Duplicated Firewall Rules w/ Expanding config.xml
-
I have been using pfSense for many years with only minor issues. A few days ago, I made a minor change to the pfBlocker configuration by applying inbound and outbound rules to the same interfaces. Perviously, I have set inbound rules to be applied to the WAN and outbound to the LAN. In this case, I set both to WAN and LAN. Within a short time of applying that change, the web interface ceased to load and SSH was incredibly slow. Upon reboot, I started receiving error messages:
PHP Fatal error: Allowed memory size of 1073741824 bytes exhausted (tried to allocate 20480 bytes) in /etc/inc/config.lib.inc on line 112
Even though I doubled the size of memory allocated for PHP, the error persisted.
I looked at the /conf/backup folder and noticed that the config.xml backups were growing rapidly over time. I rollder the config.xml back by dropping a smaller config.xml file into the /conf folder and rebooting. everything started working again and I left the device to run.
By the end of the day, I found that the config.xml file had once again grown. I opened the bloated file and found that firewall rules were repeated over 20 times on the WAN and LAN interface. This time, I downloaded one of the smaller config.xml files as well as dropped that file into the /conf folder and rebooted. Once the device came back on line, I used the web interface to restore the backed up config.xml file. I then removed all the duplicated firewall rules.

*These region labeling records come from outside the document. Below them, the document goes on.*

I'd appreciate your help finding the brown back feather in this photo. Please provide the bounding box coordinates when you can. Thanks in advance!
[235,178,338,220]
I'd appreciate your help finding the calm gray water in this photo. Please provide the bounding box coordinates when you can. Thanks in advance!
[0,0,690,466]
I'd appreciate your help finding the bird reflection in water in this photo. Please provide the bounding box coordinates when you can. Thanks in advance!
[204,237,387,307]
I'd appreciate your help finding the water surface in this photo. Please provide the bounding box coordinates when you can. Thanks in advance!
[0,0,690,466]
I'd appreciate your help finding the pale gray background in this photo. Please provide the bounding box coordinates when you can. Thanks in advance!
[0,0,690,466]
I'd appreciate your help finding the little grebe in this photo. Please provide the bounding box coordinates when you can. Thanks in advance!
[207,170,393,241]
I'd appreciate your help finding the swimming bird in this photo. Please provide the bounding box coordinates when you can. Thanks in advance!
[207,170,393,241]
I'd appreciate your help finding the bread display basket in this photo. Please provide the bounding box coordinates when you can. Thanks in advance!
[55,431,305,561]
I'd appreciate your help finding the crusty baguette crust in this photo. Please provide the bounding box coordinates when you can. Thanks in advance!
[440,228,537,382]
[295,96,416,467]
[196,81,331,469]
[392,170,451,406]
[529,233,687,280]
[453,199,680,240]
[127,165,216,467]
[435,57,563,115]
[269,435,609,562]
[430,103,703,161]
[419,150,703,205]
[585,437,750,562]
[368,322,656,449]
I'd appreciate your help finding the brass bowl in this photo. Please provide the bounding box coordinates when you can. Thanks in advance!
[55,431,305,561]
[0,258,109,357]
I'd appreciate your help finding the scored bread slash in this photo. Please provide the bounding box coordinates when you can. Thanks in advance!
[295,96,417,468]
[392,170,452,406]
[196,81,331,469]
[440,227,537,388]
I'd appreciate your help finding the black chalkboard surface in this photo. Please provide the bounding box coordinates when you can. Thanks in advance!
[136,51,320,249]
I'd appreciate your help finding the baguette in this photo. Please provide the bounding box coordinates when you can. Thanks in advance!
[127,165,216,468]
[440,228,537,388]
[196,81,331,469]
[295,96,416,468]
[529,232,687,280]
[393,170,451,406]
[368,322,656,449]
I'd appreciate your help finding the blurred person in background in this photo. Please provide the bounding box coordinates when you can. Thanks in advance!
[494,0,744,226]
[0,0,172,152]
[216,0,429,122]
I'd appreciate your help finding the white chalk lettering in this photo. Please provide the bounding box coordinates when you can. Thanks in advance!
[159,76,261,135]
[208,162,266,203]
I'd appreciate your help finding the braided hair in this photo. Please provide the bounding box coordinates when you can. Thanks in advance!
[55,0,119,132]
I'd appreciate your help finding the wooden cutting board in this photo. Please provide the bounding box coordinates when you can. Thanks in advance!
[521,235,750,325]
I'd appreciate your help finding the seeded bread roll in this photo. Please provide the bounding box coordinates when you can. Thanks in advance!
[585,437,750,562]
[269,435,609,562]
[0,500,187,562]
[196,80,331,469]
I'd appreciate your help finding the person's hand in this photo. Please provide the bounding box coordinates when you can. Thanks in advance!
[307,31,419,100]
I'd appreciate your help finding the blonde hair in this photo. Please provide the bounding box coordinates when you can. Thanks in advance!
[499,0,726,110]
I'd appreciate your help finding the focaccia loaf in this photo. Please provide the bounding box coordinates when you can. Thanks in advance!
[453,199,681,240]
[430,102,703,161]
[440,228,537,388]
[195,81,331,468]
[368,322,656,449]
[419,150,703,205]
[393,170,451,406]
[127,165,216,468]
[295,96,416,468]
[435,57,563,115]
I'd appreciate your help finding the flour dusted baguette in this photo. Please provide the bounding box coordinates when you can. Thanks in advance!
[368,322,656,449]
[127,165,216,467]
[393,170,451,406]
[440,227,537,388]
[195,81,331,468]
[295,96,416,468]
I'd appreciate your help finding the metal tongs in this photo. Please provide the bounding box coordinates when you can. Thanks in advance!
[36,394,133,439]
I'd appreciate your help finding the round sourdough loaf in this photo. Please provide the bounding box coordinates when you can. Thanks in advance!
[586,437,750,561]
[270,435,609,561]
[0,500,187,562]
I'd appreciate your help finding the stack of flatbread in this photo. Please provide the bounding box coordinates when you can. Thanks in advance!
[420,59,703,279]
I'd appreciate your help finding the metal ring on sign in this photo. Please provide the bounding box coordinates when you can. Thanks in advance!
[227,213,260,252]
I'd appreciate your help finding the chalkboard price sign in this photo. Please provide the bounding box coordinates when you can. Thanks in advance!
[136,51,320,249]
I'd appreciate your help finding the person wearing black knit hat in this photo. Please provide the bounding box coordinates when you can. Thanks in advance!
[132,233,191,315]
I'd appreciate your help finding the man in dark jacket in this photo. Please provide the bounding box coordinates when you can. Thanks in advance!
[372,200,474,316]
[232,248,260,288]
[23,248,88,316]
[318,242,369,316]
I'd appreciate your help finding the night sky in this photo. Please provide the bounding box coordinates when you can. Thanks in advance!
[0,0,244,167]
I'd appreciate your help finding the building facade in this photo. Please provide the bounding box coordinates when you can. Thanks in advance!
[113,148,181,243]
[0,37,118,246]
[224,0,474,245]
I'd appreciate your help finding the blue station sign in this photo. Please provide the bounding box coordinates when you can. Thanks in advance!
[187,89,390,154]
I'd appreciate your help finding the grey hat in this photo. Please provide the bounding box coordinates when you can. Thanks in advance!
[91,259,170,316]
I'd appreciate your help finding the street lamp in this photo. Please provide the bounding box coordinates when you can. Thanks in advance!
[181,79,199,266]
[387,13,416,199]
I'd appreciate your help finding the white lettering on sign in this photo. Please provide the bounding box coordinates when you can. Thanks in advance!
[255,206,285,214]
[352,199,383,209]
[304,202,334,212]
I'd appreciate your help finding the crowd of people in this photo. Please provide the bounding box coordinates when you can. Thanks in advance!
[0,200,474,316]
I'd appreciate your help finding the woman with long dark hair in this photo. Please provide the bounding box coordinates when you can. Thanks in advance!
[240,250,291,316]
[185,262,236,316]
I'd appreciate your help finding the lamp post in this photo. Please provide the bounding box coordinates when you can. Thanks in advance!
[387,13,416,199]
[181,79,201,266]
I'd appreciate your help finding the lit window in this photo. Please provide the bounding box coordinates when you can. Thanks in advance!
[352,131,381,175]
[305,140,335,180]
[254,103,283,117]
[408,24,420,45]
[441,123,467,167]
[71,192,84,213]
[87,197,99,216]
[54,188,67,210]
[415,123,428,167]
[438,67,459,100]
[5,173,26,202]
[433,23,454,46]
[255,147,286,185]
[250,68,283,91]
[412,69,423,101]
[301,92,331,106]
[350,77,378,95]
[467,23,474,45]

I went into pfBlocker and forced an update. Immediately, the firewall rules were duplicated and the config.xml file began to expand. I went back the pfBlocker config and changed the interfaces back to inbound Wan and outbound LAN, saved the config, cleaned up the firewall rules and forced pfBlocker to update.
These steps 100% resolved the issue. The config.xml file did not grow after multiple updates.
This means there is a bug in the way in which pfBlocker processes firewall rules when the same set of rules are applied to two different interfaces. This needs to be investigated and fixed. Technically, there is no reason to apply the inbound and outbound rules to WAN and LAN but I am sure people might configure that setting and ultimately crash their router.
So the fix is to NOT apply Inbound and Outbound rules to both WAN and LAN. Apply outbound to LAN and Inbound to WAN. Clean up your firewall rule duplications and watch for stability in the size of the /conf/config.xml file.
I am using the latest pfBlockerNG-devel version.
This issue cost me several hours debugging and I am sure that it could cost others serious downtime especially if there is no good config backup.